The average BSA for an adult is approximately 1.7 m². Average adult males typically have a BSA of around 1.9 m², while average adult females are around 1.6 m². A healthy adult typically falls in the range of 1.5–2.2 m². BSA increases with height and weight, so taller or heavier individuals will have a larger BSA.

Which BSA formula is most accurate?

The Haycock formula is generally considered the most accurate across a wide range of patients, including children and adults. However, the Mosteller formula is the most commonly used in clinical settings due to its simplicity. For paediatric oncology, Haycock and Boyd are frequently preferred. In practice, the differences between formulas for typical adults are usually less than 2–3%.
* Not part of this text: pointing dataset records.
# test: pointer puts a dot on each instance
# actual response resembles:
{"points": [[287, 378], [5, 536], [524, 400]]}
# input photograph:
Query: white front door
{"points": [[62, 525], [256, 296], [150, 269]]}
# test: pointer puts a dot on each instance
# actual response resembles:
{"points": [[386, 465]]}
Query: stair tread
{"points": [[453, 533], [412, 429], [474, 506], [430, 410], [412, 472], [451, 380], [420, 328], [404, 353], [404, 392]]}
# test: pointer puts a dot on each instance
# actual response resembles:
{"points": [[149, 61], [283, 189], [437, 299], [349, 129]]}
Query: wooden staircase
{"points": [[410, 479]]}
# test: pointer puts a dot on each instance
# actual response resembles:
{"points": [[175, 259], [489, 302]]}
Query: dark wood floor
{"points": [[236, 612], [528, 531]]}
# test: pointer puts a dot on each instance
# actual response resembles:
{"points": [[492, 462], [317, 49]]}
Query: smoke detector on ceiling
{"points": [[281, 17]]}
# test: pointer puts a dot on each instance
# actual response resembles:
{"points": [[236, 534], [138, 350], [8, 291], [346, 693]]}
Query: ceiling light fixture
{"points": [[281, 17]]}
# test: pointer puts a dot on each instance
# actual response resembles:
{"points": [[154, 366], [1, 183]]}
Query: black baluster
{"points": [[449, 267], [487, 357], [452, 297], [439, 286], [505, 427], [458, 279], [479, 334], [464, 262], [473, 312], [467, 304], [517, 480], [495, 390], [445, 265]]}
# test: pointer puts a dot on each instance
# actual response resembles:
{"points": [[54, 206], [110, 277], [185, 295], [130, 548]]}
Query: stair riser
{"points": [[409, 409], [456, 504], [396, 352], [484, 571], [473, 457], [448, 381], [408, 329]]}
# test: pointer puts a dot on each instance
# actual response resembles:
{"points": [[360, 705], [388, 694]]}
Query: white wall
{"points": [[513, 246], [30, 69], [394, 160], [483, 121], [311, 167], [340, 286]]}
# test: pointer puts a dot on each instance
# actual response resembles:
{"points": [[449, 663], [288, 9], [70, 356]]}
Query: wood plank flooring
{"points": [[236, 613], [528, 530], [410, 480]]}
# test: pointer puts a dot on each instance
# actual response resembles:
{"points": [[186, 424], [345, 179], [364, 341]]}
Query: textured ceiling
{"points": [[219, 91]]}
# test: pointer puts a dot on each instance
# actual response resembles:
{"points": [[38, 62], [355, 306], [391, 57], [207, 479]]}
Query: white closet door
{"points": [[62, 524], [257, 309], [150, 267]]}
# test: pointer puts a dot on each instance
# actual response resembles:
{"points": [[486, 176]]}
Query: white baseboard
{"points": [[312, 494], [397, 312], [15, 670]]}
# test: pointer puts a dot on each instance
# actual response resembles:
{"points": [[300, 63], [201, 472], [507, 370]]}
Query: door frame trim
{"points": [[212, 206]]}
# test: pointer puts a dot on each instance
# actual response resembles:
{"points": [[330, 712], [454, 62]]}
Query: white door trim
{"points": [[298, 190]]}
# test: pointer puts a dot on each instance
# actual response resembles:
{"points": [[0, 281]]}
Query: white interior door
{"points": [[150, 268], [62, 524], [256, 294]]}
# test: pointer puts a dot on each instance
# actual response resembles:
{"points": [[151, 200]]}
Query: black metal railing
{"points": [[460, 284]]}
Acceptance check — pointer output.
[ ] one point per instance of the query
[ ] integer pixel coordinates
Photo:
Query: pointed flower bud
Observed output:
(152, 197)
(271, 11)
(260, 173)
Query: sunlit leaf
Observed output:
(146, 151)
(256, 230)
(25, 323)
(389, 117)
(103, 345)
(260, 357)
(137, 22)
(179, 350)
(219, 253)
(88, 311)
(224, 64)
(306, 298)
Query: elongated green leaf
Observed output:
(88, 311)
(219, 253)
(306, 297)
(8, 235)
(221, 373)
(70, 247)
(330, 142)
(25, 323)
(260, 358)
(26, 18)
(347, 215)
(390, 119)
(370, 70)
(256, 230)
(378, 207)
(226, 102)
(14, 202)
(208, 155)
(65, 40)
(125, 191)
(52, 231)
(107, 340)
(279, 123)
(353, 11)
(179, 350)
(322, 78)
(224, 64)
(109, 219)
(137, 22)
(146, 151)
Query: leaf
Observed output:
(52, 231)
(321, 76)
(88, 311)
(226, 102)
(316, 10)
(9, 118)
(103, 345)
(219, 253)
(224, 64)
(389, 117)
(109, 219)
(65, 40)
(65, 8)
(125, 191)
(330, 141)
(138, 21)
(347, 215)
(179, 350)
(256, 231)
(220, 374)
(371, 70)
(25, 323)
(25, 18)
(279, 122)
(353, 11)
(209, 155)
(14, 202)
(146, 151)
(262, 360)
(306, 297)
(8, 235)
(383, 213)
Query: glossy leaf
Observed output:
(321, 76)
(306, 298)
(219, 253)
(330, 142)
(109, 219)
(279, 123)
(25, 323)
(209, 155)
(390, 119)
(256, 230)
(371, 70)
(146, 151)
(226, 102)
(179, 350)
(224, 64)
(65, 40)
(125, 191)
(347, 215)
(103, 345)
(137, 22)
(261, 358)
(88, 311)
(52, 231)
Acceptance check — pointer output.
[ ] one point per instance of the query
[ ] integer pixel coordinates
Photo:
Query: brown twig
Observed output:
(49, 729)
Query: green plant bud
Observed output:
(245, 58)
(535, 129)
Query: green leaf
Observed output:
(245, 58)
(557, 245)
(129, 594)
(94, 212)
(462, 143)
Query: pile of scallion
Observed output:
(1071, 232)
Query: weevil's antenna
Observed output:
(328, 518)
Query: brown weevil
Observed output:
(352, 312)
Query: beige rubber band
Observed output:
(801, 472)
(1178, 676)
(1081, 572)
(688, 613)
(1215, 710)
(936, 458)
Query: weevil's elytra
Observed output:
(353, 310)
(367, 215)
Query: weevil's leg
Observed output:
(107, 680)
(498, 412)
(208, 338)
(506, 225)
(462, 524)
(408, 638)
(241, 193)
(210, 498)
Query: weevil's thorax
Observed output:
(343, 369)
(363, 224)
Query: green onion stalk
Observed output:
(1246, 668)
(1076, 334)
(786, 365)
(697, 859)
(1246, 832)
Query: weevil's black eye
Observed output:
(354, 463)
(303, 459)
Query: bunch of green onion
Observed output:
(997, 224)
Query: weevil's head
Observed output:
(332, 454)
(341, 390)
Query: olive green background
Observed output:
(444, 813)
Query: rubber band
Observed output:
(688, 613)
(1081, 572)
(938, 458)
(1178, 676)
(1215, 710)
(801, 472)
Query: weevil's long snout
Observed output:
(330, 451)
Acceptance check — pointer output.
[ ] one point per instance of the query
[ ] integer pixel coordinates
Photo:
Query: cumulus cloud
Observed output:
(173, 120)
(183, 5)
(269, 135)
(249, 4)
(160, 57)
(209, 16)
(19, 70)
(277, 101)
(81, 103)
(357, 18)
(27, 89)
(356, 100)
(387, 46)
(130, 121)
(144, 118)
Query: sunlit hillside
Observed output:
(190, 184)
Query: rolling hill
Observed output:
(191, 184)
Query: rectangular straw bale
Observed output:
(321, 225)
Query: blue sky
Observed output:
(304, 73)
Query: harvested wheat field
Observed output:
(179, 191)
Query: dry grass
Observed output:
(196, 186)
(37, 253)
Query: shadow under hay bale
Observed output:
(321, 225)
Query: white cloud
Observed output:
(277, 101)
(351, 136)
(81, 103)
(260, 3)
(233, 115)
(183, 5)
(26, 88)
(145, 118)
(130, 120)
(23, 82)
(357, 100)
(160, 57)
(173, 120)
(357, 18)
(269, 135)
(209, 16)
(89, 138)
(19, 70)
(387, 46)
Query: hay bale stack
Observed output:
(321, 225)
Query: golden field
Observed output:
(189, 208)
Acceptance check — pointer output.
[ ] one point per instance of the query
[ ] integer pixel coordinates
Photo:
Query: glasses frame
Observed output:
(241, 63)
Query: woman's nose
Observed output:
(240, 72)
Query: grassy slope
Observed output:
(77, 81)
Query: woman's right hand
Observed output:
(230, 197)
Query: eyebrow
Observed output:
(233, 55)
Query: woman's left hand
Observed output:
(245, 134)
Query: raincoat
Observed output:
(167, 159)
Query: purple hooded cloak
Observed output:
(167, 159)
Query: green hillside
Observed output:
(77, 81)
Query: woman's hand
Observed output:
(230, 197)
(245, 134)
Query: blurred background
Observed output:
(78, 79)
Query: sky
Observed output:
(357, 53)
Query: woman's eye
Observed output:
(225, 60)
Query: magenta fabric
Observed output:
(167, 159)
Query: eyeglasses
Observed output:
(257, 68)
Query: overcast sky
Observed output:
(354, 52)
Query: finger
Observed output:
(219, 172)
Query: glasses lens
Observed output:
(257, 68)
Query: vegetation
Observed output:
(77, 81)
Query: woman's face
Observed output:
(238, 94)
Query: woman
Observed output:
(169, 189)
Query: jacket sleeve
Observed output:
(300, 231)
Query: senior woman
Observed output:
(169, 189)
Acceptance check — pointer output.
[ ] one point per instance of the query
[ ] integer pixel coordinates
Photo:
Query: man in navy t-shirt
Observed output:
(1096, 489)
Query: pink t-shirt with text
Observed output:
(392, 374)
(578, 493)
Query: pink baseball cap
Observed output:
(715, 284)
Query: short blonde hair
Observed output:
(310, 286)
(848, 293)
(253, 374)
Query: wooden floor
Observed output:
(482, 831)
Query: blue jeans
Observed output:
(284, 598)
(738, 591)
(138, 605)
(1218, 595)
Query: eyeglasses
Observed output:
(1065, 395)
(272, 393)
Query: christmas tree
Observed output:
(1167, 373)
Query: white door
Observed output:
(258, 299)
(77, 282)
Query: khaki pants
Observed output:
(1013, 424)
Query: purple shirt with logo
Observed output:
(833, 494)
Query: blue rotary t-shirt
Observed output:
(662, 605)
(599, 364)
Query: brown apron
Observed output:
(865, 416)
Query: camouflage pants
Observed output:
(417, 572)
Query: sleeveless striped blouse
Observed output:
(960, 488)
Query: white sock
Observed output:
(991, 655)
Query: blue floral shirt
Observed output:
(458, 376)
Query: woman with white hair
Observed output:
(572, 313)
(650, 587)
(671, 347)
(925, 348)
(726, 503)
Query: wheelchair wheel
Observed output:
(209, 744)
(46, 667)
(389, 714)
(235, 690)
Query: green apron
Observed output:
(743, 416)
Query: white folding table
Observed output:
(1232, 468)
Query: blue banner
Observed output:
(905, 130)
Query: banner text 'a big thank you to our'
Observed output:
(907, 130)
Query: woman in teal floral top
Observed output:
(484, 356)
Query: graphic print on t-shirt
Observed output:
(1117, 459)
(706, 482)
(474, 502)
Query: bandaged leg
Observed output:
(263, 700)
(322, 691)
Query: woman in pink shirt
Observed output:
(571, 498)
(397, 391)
Why is BSA used for chemotherapy dosing?

BSA is used because drug clearance and toxicity correlate better with body surface area than with weight alone. Chemotherapy agents are highly toxic and have narrow therapeutic windows. Dosing by BSA (in mg/m²) normalises the dose across patients of different sizes, helping reduce the risk of severe side effects in smaller patients while ensuring therapeutic efficacy in larger patients. Most oncology protocols therefore express doses per m² of BSA.

How is BSA different from BMI?

BMI (Body Mass Index) is calculated as weight (kg) divided by height² (m²) and is used to classify body weight relative to height (underweight, normal, overweight, obese). BSA measures the actual physical external surface area of the body in m² and is used for clinical dosing, burn assessment, and organ function normalisation. While BMI is a screening tool for weight-related health risk, BSA is primarily a pharmacological and physiological measurement tool.

Can I use this calculator for medication dosing?

This calculator provides BSA estimates for informational and educational purposes only. Actual medication dosing must always be determined by a qualified healthcare professional who will consider organ function, drug interactions, clinical condition, and other patient- specific factors. Never adjust or calculate your own drug doses based solely on this or any online tool.